Oh God, he's in. So I think I'll just go.
He looks tired and wan, which is a good sign, isn't it – he's suffering, he's atoning, he does love me after all.
‘Babe,’ he says, his voice hoarse; he opens the door wide but they stand still, on either side of the threshold, worlds apart. He shrugs. Petra waits. Their eyes dart across each other's faces for reasons and answers and who's going to speak first and say what.
‘Tell me I was sleepwalking,’ Petra whispers, locking in on eye contact like a torpedo to its target. ‘I was only sleepwalking, wasn't I?’
Rob looks pained and says nothing and won't meet Petra's gaze and she can't misread this so now she has her answer.
‘Wake me up?’ she says in a meek, final bid. And she wonders whether to hit him, to see if he's real – and if he is real, she'll really want to hit him again.
But Rob has walked into his flat and she shuffles in after him. His flat is really tidy, apart from the surface detritus of the Sunday papers. Petra was hoping for a hovel; that he'd have turned his world upside down in his remorse, in his search for life-changing answers. Actually, his life is personified by this flat. Swank and gadgets and gloss and a little mess on the surface that can be dumped at the end of the day.
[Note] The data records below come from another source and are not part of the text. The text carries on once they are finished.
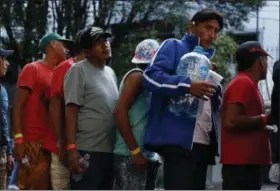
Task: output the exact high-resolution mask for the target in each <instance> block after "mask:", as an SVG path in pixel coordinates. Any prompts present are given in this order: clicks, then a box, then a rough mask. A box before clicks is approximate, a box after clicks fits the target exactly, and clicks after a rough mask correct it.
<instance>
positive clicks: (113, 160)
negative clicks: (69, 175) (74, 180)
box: [71, 151, 114, 190]
mask: <svg viewBox="0 0 280 191" xmlns="http://www.w3.org/2000/svg"><path fill="white" fill-rule="evenodd" d="M79 153H80V154H81V156H84V155H85V154H87V153H88V154H89V155H90V165H89V168H88V169H87V171H86V172H85V173H84V174H83V178H82V180H80V181H77V182H75V181H74V180H72V179H71V190H112V189H113V181H114V179H113V178H114V170H113V166H114V156H113V154H112V153H102V152H87V151H79Z"/></svg>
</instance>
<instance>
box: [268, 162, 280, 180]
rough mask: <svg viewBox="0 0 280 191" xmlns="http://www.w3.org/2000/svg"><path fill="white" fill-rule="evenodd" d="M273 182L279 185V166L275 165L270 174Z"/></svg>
mask: <svg viewBox="0 0 280 191" xmlns="http://www.w3.org/2000/svg"><path fill="white" fill-rule="evenodd" d="M268 176H269V179H270V181H271V182H274V183H279V164H278V163H275V164H273V165H272V166H271V167H270V170H269V173H268Z"/></svg>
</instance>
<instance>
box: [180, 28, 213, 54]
mask: <svg viewBox="0 0 280 191" xmlns="http://www.w3.org/2000/svg"><path fill="white" fill-rule="evenodd" d="M182 41H183V42H186V43H187V44H188V46H189V48H190V51H193V50H194V47H195V46H197V45H199V37H197V36H196V35H191V34H188V33H186V34H185V35H184V37H183V39H182ZM205 52H206V55H205V56H207V58H209V59H211V58H213V56H214V54H215V49H214V48H208V49H205Z"/></svg>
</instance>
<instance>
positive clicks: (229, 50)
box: [212, 33, 237, 82]
mask: <svg viewBox="0 0 280 191" xmlns="http://www.w3.org/2000/svg"><path fill="white" fill-rule="evenodd" d="M214 47H215V49H216V53H215V56H214V58H213V60H212V61H213V62H215V63H216V64H217V66H218V73H219V74H221V75H222V76H223V77H224V79H225V81H226V82H228V81H229V80H230V79H231V77H232V76H231V74H230V72H229V70H228V68H229V64H230V63H231V61H230V58H231V55H233V54H234V52H235V50H236V48H237V44H236V42H235V41H234V40H233V39H232V38H231V37H230V36H229V35H227V34H225V33H221V34H220V35H219V36H218V38H217V40H216V42H215V43H214Z"/></svg>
He stands, turned away from her, clasping his hands behind his head as if he's trying to stretch away the stress of it all. She can't see his face, she can't read his expression. She can only guess. And it's that which decides her. Without even seeing his face she realizes she'll always guess wrong with Rob. She wants him to be wearing an expression of torment and repentance. However, when he turns around he just looks harassed. But though he looks like shit and though it hits her in the gut, she is able to force herself to see that there's no love in his eyes for her.
‘Coffee?’
‘No.’
‘Anything?’
‘Nothing.’
He pinches the bridge of his nose. It's something that he does when he's hassled. Petra has seen him do it often; when the Japs are giving him gyp or when dealing with the Yanks is a total wank. He pinches his nose when something or someone is getting right on his bloody nerves.
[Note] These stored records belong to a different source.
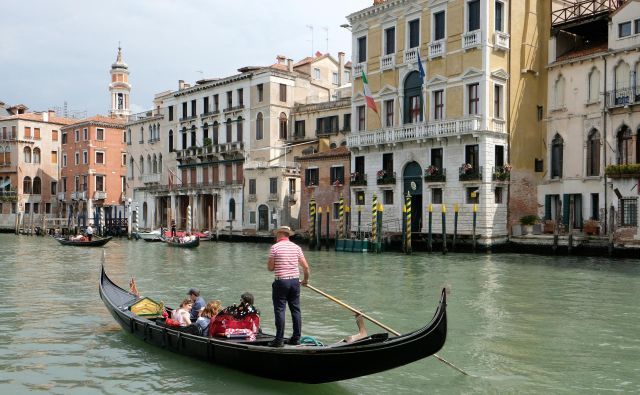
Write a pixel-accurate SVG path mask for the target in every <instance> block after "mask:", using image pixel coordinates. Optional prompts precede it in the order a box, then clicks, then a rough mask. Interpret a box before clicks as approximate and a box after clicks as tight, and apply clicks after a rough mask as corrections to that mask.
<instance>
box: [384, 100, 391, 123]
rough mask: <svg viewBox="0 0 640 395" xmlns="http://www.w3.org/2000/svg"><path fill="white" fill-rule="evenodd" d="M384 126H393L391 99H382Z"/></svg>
mask: <svg viewBox="0 0 640 395" xmlns="http://www.w3.org/2000/svg"><path fill="white" fill-rule="evenodd" d="M384 109H385V126H393V99H390V100H385V101H384Z"/></svg>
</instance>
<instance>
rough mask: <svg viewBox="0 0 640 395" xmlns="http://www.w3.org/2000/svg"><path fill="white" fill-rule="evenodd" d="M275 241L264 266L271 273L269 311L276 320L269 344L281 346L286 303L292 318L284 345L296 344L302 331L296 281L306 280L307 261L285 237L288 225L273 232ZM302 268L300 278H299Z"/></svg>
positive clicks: (306, 270)
mask: <svg viewBox="0 0 640 395" xmlns="http://www.w3.org/2000/svg"><path fill="white" fill-rule="evenodd" d="M274 233H275V235H276V243H275V244H274V245H273V246H271V250H270V251H269V260H268V262H267V268H268V269H269V271H270V272H274V274H275V279H274V281H273V284H272V286H271V288H272V293H271V297H272V299H273V312H274V315H275V321H276V338H275V339H274V340H273V341H272V342H270V343H269V346H271V347H283V346H284V324H285V308H286V305H287V304H288V305H289V310H290V311H291V319H292V321H293V334H292V335H291V338H290V339H289V341H288V344H291V345H295V344H300V336H301V333H302V315H301V312H300V284H302V285H307V283H308V282H309V264H308V263H307V260H306V259H305V257H304V254H303V253H302V249H301V248H300V247H299V246H298V245H296V244H295V243H293V242H291V241H290V240H289V237H290V236H293V234H294V232H293V231H292V230H291V228H290V227H288V226H281V227H279V228H278V229H276V230H275V231H274ZM298 266H301V267H302V270H303V272H304V279H303V280H302V281H300V271H299V269H298Z"/></svg>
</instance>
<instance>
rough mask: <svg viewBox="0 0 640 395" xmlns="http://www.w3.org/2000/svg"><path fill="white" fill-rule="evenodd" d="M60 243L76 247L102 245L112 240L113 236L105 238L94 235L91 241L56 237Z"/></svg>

‘I wasn't sleepwalking, was I?’
Rob shakes his head and regards her blankly, his gaze so level it hurts her all the more. ‘I know I can tell you that Laura is no big deal – that we're just fuck-buddies. But you won't get it, Petra. We're too different, you and me. I like living as I do. It's a shame you have a problem with it.’
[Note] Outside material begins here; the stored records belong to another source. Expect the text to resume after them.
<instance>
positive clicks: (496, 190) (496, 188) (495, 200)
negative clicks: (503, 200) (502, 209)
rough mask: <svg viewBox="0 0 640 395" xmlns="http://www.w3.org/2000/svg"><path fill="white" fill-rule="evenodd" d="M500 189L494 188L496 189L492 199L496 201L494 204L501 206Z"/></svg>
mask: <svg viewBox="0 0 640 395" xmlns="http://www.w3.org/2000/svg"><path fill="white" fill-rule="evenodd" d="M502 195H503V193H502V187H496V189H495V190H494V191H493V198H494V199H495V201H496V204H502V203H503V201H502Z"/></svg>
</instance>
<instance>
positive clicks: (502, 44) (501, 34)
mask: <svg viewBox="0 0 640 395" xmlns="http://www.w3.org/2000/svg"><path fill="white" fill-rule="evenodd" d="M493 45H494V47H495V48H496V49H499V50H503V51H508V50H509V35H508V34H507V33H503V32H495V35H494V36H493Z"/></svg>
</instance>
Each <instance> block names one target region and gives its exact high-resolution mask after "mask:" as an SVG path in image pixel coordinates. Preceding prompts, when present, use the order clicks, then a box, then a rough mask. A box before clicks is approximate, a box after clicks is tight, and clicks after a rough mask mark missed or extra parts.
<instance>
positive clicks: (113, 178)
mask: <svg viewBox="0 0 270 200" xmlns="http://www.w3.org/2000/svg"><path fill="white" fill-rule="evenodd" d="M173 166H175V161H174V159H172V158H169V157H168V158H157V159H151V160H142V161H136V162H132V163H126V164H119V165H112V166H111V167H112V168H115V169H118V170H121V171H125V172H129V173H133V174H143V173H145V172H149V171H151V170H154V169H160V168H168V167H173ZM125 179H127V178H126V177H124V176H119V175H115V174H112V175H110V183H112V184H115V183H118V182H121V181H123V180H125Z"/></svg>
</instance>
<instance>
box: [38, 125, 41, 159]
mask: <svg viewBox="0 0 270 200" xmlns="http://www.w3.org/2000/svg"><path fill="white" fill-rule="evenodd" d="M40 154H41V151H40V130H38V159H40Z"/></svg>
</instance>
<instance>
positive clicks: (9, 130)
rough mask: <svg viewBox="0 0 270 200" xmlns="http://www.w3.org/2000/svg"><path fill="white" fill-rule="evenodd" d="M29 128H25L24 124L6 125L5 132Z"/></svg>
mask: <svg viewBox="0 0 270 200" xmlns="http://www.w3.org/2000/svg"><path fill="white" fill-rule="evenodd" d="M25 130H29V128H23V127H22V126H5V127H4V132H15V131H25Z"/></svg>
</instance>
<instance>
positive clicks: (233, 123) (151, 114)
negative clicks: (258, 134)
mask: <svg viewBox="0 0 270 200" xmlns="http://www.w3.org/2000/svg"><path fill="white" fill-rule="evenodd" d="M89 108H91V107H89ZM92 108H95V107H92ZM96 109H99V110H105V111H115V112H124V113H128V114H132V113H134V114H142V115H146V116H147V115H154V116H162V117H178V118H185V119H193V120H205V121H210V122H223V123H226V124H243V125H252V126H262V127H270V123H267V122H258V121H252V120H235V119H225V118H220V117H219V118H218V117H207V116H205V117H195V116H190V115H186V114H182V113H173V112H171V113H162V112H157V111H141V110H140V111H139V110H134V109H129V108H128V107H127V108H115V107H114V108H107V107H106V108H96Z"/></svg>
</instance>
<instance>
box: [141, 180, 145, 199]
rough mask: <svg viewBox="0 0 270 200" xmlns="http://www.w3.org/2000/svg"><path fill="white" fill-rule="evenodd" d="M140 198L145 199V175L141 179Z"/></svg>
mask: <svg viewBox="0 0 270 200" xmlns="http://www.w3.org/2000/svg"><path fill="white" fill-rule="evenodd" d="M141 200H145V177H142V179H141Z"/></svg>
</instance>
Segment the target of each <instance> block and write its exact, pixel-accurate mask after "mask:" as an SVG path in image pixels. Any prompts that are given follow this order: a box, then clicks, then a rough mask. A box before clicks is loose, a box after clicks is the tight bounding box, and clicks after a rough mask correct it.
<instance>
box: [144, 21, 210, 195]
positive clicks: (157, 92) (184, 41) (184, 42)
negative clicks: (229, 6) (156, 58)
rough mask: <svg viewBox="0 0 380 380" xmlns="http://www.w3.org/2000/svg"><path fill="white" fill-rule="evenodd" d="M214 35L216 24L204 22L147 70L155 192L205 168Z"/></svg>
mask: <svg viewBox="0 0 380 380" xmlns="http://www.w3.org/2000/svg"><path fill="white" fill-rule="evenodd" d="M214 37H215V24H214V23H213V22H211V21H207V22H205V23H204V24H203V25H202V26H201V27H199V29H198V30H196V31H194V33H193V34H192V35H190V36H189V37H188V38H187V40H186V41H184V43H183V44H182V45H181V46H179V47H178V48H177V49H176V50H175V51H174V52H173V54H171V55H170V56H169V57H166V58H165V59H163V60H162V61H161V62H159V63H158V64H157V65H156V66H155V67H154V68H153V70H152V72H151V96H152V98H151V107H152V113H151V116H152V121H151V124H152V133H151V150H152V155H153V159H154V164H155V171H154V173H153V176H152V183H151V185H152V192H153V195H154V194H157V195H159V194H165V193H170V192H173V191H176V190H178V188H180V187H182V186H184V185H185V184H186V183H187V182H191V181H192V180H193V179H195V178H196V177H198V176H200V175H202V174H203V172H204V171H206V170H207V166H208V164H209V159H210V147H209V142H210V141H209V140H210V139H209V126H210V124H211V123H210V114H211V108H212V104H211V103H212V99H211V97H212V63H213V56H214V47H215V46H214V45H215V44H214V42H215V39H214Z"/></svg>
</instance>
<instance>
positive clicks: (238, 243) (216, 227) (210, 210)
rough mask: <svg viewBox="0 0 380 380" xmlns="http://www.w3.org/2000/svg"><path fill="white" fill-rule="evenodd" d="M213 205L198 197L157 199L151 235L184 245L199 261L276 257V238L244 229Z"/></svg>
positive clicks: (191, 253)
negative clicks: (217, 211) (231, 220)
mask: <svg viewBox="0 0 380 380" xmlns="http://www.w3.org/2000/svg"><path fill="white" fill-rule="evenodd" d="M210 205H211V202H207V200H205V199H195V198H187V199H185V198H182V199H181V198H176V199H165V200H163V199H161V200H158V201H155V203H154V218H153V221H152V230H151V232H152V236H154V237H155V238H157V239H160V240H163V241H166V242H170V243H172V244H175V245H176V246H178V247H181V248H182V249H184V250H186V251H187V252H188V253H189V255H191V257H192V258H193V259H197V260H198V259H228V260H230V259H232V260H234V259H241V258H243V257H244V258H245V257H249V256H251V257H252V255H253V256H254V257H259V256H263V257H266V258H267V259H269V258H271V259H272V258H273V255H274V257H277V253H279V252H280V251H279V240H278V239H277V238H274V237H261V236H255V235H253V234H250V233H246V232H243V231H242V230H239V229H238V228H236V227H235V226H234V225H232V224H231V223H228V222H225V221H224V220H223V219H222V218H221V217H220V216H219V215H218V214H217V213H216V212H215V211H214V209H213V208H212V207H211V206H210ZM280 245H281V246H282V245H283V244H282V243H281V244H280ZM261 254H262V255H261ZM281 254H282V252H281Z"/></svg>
Is he actually implying that this is Petra's failing?
Petra is desperate for something to say. But while she is silently mulling soliloquies, her instinct takes over and suddenly she hears her voice and it's strong and cutting and it's out in the open, loud and clear, slashing across the detachment on Rob's face.
‘Actually, I only came for my bucket and my tin foil, you cunt.’
And as she walks purposefully away from Rob, strides from his flat and out into Islington, she doesn't know whether to sob or giggle, only she's all cried out and she can't quite summon the energy to laugh just yet. But she does know how proud everyone who loves her will be when she tells them what she did and what she said. They'll make her repeat her final
coup de grâce
again and again. They'll shriek with laughter and punch the air and hug her close. And they will all give her special dispensation for using the ‘C’ word. They'll think she's a star, they'll know she's going to be just fine. They'll know that great times are her due. But it'll take a while before she nods and says I know that too.